Cardinal Weurl commented in the Pittsburgh Gazette, "That doesn't change the doctrine that Jesus died for everyone, Cardinal Wuerl said.  The New Testament "makes it very clear that Christ died for all people," he said. "It doesn't mean that some aren't invited into salvation. We always understood and we continue to teach that while 'multis' says 'many' it means 'all.' ".

That's fine and dandy to say so to the unwashed and unsaved, your Grace, but that's not what the words say and that isn't what the Roman Church 'has always understood' or taught.  Many says many.  All says all.  The Vatican I pure and holy city of God wasn't for all, but only for the chosen and that's who you're talking to and talking about here, not the Universal (catholic) church nor to the prostitutes or the poor whom Christ broke bread with.

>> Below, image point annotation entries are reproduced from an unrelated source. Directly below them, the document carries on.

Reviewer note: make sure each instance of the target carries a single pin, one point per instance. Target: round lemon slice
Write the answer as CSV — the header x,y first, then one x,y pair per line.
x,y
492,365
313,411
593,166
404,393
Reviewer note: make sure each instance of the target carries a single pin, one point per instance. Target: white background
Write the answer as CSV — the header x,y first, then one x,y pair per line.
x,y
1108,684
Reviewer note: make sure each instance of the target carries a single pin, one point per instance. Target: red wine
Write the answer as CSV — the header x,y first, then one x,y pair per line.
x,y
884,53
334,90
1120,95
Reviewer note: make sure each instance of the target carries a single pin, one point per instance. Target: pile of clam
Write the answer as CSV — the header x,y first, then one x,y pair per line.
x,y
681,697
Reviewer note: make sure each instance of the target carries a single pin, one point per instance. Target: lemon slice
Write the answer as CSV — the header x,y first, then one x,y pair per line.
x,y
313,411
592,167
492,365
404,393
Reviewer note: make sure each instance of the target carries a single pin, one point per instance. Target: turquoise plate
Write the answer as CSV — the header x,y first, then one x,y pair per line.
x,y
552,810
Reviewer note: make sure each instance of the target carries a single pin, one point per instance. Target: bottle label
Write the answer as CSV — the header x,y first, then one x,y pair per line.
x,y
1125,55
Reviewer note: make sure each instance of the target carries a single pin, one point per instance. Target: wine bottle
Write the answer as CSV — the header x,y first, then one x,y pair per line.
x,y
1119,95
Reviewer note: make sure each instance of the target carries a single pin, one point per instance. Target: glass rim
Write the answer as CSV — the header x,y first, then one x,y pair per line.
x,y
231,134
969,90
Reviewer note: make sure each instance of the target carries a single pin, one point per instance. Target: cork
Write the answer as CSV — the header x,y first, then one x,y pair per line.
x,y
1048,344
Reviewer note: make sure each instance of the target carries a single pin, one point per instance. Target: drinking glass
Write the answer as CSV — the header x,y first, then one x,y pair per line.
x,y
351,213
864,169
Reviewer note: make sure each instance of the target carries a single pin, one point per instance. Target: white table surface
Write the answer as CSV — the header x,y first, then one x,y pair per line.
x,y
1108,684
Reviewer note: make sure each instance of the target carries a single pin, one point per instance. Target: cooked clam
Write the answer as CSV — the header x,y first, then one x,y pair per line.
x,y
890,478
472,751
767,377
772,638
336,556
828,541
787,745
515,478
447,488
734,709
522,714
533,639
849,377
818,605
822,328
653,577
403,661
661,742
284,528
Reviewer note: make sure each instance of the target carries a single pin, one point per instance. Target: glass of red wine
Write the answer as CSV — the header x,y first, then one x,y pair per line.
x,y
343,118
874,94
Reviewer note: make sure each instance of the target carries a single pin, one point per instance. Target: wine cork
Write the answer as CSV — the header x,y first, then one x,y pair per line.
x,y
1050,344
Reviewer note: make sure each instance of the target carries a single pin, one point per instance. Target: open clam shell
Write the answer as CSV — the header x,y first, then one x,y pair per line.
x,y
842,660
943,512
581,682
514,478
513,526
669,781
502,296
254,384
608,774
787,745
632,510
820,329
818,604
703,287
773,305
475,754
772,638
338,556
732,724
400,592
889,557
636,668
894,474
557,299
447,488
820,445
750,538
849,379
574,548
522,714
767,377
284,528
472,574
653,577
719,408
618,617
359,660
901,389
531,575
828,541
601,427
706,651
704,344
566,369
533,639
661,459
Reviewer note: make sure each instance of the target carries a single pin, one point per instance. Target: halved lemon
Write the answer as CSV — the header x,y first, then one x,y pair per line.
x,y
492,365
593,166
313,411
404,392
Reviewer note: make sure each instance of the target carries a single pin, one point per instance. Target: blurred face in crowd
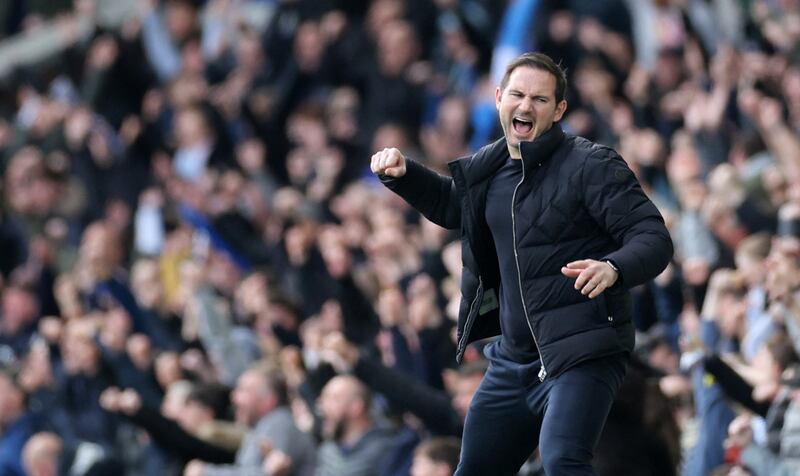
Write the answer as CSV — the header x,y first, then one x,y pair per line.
x,y
195,414
168,369
41,454
191,128
146,283
181,18
397,47
732,310
79,351
527,107
19,308
252,398
175,400
338,404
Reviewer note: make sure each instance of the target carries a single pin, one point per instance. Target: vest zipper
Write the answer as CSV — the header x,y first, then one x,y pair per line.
x,y
542,371
462,343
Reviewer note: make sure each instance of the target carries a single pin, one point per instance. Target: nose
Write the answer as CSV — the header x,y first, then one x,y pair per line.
x,y
526,104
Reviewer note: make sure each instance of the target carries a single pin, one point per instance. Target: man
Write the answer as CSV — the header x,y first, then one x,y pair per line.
x,y
16,425
436,457
353,444
261,404
554,231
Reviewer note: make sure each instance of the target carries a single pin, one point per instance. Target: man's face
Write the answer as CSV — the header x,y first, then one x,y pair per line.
x,y
335,404
249,398
527,107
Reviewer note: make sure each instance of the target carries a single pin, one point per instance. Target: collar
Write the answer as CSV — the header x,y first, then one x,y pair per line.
x,y
542,148
491,157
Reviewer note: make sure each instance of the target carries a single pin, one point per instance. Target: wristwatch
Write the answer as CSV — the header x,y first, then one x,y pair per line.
x,y
612,265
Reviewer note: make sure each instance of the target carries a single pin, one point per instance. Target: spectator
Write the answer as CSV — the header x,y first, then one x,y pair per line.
x,y
354,443
260,400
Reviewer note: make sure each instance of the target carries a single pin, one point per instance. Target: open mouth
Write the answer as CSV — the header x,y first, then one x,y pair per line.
x,y
522,126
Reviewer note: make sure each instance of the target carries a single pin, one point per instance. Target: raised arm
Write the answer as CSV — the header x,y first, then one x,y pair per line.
x,y
429,193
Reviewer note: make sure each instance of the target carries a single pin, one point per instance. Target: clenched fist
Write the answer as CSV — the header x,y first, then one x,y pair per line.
x,y
389,162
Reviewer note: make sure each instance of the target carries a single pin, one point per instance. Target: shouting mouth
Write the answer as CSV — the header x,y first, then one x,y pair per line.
x,y
522,126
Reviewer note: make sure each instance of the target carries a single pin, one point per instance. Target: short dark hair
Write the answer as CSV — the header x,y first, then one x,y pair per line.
x,y
542,62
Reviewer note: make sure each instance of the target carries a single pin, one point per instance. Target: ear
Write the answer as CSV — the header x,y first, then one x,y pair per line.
x,y
561,108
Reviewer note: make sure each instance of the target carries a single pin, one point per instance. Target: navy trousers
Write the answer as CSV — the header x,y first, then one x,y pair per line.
x,y
512,413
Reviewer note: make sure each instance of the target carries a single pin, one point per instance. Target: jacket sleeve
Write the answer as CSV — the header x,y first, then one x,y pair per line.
x,y
614,198
429,193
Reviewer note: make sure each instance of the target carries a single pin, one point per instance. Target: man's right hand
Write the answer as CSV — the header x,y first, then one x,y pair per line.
x,y
389,162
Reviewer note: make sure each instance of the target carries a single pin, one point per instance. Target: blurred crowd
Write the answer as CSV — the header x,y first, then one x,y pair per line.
x,y
199,275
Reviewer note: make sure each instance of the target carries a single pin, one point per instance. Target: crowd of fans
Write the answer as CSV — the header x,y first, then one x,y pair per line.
x,y
199,275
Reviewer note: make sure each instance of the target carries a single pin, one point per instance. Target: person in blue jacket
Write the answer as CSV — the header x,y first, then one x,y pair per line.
x,y
555,230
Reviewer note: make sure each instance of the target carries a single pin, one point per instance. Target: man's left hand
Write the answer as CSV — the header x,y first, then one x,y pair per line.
x,y
594,277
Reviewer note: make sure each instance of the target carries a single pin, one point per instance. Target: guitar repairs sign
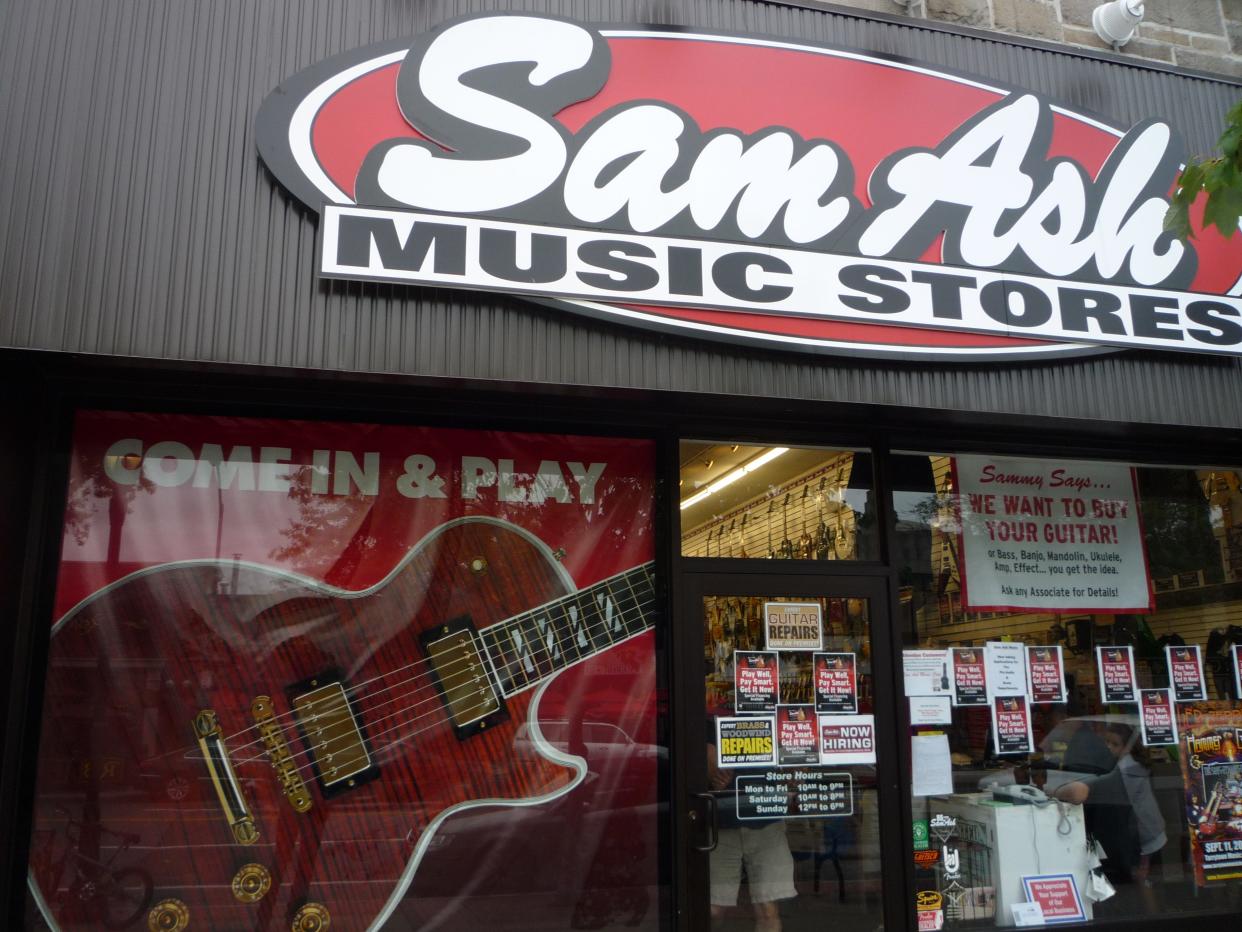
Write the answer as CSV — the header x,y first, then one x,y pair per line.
x,y
1211,773
1050,536
794,625
666,178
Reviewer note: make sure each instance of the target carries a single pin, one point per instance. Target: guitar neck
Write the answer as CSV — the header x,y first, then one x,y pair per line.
x,y
527,649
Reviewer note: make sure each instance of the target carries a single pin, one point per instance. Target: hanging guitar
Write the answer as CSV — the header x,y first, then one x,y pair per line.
x,y
307,743
786,547
805,543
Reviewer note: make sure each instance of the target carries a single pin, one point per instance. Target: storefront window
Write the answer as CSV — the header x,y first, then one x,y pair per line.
x,y
776,502
1071,670
311,674
796,835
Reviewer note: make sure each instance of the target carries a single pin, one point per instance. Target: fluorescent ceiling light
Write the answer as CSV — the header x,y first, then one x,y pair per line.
x,y
732,476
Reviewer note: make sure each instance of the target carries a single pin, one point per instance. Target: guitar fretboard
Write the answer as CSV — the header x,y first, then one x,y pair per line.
x,y
527,649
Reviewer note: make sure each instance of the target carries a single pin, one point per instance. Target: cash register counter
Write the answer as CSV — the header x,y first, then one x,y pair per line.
x,y
1014,840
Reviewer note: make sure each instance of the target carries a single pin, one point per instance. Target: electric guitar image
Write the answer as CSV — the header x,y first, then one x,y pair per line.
x,y
281,753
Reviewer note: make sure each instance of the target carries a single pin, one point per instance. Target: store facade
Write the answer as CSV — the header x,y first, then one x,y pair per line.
x,y
752,467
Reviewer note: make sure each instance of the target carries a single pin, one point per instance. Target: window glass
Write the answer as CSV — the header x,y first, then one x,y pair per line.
x,y
797,835
1071,671
776,502
312,672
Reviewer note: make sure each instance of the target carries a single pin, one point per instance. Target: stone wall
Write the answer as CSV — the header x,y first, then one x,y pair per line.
x,y
1205,35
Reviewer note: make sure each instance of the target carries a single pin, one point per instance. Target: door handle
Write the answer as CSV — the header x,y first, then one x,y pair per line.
x,y
712,834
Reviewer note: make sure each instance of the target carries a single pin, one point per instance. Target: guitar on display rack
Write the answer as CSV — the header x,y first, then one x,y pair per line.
x,y
312,741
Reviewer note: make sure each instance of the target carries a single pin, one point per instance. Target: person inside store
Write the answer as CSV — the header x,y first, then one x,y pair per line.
x,y
1119,805
756,848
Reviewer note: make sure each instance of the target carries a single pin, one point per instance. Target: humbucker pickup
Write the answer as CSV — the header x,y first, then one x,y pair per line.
x,y
334,735
462,677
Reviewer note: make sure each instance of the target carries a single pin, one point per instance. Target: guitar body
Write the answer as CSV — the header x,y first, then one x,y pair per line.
x,y
132,667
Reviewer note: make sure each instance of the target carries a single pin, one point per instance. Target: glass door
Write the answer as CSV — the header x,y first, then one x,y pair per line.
x,y
783,747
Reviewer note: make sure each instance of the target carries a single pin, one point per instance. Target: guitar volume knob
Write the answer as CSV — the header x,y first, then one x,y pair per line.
x,y
312,917
168,916
251,882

This deification of the priests, the denigration of the laity and the words of exclusivity are really hallmarks of a church which lost relevancy sometime during Franklin Roosevelt's administration.  I normally would leave this be, especially as I am NOT Roman, but recent meditations and events have reminded me how powerful words can be and how strong the 'old ways' can be.


  1. It's become evident for quite some time that 'official' Catholic language is being used to restore the conflated notion of the celibate male priesthood and the hierarchy with Christ Himself. Transcendance is a code word for hierarchical authority with the infallible Pope at the top--just like God the Father.

    If it wasn't so sad and desperate an attempt to maintain the Church of the early twentieth century it would be funny, but the fact we are supposed to take it seriously precludes seeing any of it very humorously--except this is a good try:


  2. Great post, Tim. I've learned more about the liturgical changes from reading it than from many other online essays I've read.

    But what bizarre reasoning by Cardinal Wuerl. If we understand that multis means "all," then why in God's name are we now saying "many" in the liturgical text?

    One of the most important principles I remember learning in Latin in high school is that literal translation often betrays the real meaning of texts. It strikes me that those who made this translation needed a good high school Latin teacher.